Fitch also pointed out that the recent drop in the core inflation rate – which excludes food and energy prices – mostly reflected the drop in car prices, which may not last.

US inflation fell in August to the lowest level since February 2021, according to a Labor Department report on Wednesday.

The consumer price index rose 2.5 percent year-on-year in August, falling short of the 2.6 percent expected by the Dow Jones and hitting its slowest growth rate in 3 1/2 years. On a month-on-month basis, inflation rose 0.2% from July.
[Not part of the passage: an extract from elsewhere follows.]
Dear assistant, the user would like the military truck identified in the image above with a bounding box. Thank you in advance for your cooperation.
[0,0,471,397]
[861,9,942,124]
The core CPI, which excludes volatile food and energy prices, rose 0.3% on the month, slightly higher than the estimate of 0.2%. The 12-month core inflation rate remained at 3.2%, in line with the forecast.

Fitch also noted that “Inflation challenges facing the Fed over the past three and a half years are also likely to generate caution among FOMC members. which causes inflation”.

Harmonious China, noisy Japan

In Asia, Fitch expects interest rate cuts to continue in China, noting that the People’s Bank of China’s rate cut in July took market participants by surprise. The PBOC cut the 1-year MLF rate to 2.3% from 2.5% in July.

“The (expected) Fed interest rate cuts and the recent weakening of the US dollar allowed the PBOC to cut rates further,” the report said, adding that deflationary pressures are becoming entrenched in China.

Fitch pointed out that “Producer prices, export prices and house prices are all down and bond yields have fallen. Core CPI inflation fell to just 0.3% and we have cut our CPI forecasts”.

It now expects China’s inflation rate to hit 0.5 percent in 2024, down from 0.8 percent in its June outlook report.

The rating agency forecast another 10 basis points of cuts in 2024 and another 20 basis points of cuts in 2025 for China.

On the other hand, Fitch noted that “(the Bank of Japan) bucked the global trend of policy easing and raised interest rates more aggressively than we anticipated in July. This reflects the growing belief that reflation is now firmly entrenched.”

With core inflation above the BOJ’s target for 23 consecutive months and companies set to pay “ongoing” and “substantial” wages, Fitch said the situation was quite different from the “lost decade” of the 1990s, when wages did not rise amid persistent deflation. .

This plays into the BOJ’s objective of a “virtuous wage-price cycle” – which boosts the BOJ’s confidence that it can continue to raise rates towards neutral settings.

Fitch expects the BOJ benchmark rate to reach 0.5% by the end of 2024 and 0.75% in 2025, adding that “we expect the policy rate to reach 1% by the end of 2026, above consensus . ramifications”.